Carla Reedermann starrte auf ihre Knie. Ich nahm ihren Arm und zerrte sie aus dem Wagen.

»Jetzt mal raus mit der Sprache!«

Sie versuchte meine Hände abzuschütteln, und als ich nicht losließ, fing sie an zu krakeelen.

»Laß mich los, verdammt noch mal! Nimm deine Pfoten weg, du…«

Ich scheuerte ihr eine.

»Immer ruhig bleiben. Detektivspielen ist nicht jedermanns Sache. Schon heute morgen im Gerichtssaal. Du wußtest, Anastas wollte mich engagieren. Und dann die Komödie in der Weinklitsche. Kam sich mächtig gerissen vor, der Vollmond, mit seinem ›Was, Sie kennen sich schon?‹. Wenn es irgendjemand Spaß macht, den Idioten zu spielen, mich stört das nicht. Aber ständig die gleichen Scheinwerfer im Rückspiegel, das stört mich.«

Ich ließ sie los und zündete mir eine Zigarette an. Sie rieb sich die Handgelenke. Nach einer Weile machte sie den Mund auf.
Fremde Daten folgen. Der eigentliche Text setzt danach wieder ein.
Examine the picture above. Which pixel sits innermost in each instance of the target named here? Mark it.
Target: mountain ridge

»Ich… also gut, Sie haben recht, aber…«

»Aber?!«

Sie reckte den Kopf.

»Sie haben keine Ahnung, um wieviel es bei diesem Fall geht!«

»Ach ja. Hab ich nicht?«

»Nein! Sonst wären Sie heute morgen nicht so kühl gewesen. Was meinen Sie, wie vielen Leuten es gelegen kam, daß Böllig von Grünen umgelegt wurde. Nicht, weil er eine Konkurrenz darstellte, sein kleiner Betrieb war völlig unbedeutend, sondern, weil die Chemieindustrie so ihren Märtyrer hatte. Und den brauchte sie. Die Menschen interessieren sich in letzter Zeit zu sehr für ihre Umwelt. Naturschützende Maßnahmen wurden immer massiver gefordert. Seit dem Tod von Böllig hat sich das geändert. Denken Sie nur mal an die Rheinmainfarbenwerke. Alle waren gegen das Werk im Vogelsberg. Jetzt, nach Böllig, darf es gebaut werden. Und wissen Sie, wer Aktien von Rheinmainfarben besitzt? Der Frankfurter Oberbürgermeister. Jetzt staunen Sie, was?«

»Und wie. Sowas schreiben die ja nicht im Sportteil.« Einen Moment schaute sie verwirrt.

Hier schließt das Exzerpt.